Quelques figures de femmes au cœur des esclavages

Buste " Pourquoi! Naître esclave! " Jean-Baptiste Carpeaux, 1872
L’histoire des femmes au cœur des esclavages dans le monde est parfois relatée avec précision grâce à quelques autobiographies, aux Etats-Unis notamment. Pas en France. A n’en pas douter, parce que beaucoup de ces histoires issues des colonies françaises sont mal renseignées.
Peu d’autobiographies, peu de témoignages, quelques bribes de faits ici ou là… Une absence d’éléments ou un trop peu de matière qui ont peut-être découragé les chercheurs, les historiens, les écrivains ou les artistes à s’intéresser de plus près encore au rôle que les femmes esclaves ont pu jouer dans les luttes marronnes, anti-esclavagistes ou en faveur de l’abolition des esclavages. 

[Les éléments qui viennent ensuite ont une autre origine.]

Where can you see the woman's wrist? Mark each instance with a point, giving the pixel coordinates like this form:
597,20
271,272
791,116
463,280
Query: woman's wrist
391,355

Pourtant ces traces, infimes certes dans certains cas, existent et ne demanderaient qu’à être étayées, étoffées et même encore davantage « fictionnées » ou peut-être même romancées afin que, pourquoi pas, la légende survive et soit préférable à l’oubli total. Soyons justes, des livres existent : André Schwartz-Bart publie en 1972 un roman consacré à la figure de la Mulâtresse Solitude, l’esclave guadeloupéenne. Des films documentaires existent aussi autour de ces quelques héroïnes des luttes contre les esclavages. Et des études et des travaux historiques se sont aussi attachés à entamer ce travail fastidieux de recherches sur un sujet longtemps occulté.
Des expositions se sont montées également, comme le Modèle Noir au Musée d’Orsay à Paris et au mémorial Act(e) en Guadeloupe, qui montrait également comment ces femmes esclaves, combattantes ou non, étaient représentées à leur époque. Heureusement. En 2013, lors des commémorations des luttes anti-esclavages, le Mémorial de Nantes a mis en œuvre une exposition qui pour la première fois mettait en avant les femmes esclaves et les figures féminines ayant contribué par leur combat et souvent leur sacrifice à marquer un peu plus la conquête vers la liberté pour l’ensemble des esclaves. La mise en avant de ces figures s’accompagnant également d’un constat : le peu de renseignements sur la vie et le combat précis de ces femmes ne leur donne pas suffisamment de chair et donc d’existence. Voici quelques-unes de ces figures :
 

Sanite Belair (Haïti)

Billet de dix gourdes à l'effigie de Sanite Belair émis à l'occasion du Bicentenaire de l'Indépendance d'Haïti, 2004
Cette combattante s’est très tôt engagée dans les luttes qui conduiront à la création et l’indépendance d’Haïti en 1804. Lors des premiers soulèvements d’esclaves en 1791, les femmes sont déjà en première ligne aux côtés de toussaint Louverture. Elles s’appellent Sanite Bélair, défilée ou Claire Heureuse (épouse de Jean-Jacques Dessalines, l’un des lieutenants de Louverture). Sanite est le surnom de Suzanne, jeune affranchie et épouse de l’un des aides de camp et neveu de Toussaint Louverture, Charles Bélair. C’est aux côtés de son époux qu’elle livre combat notamment contre les divisions du général Leclerc chargé de rétablir l’ordre et l’esclavage dans la colonie de Saint-Domingue. Lors d’une attaque contre les troupes de Charles Bélair, Sanite est faite prisonnière. Charles se rend. Le couple sera condamné à mort par le tribunal colonial : lui sera fusillé, Sanite sera décapitée.
 

La Mulâtresse Solitude (Guadeloupe)

Une statue de la mulâtresse Solitude est érigée sur le boulevard des Héros aux Abymes en Guadeloupe. Elle est l’œuvre du sculpteur guadeloupéen Jacky Poulier.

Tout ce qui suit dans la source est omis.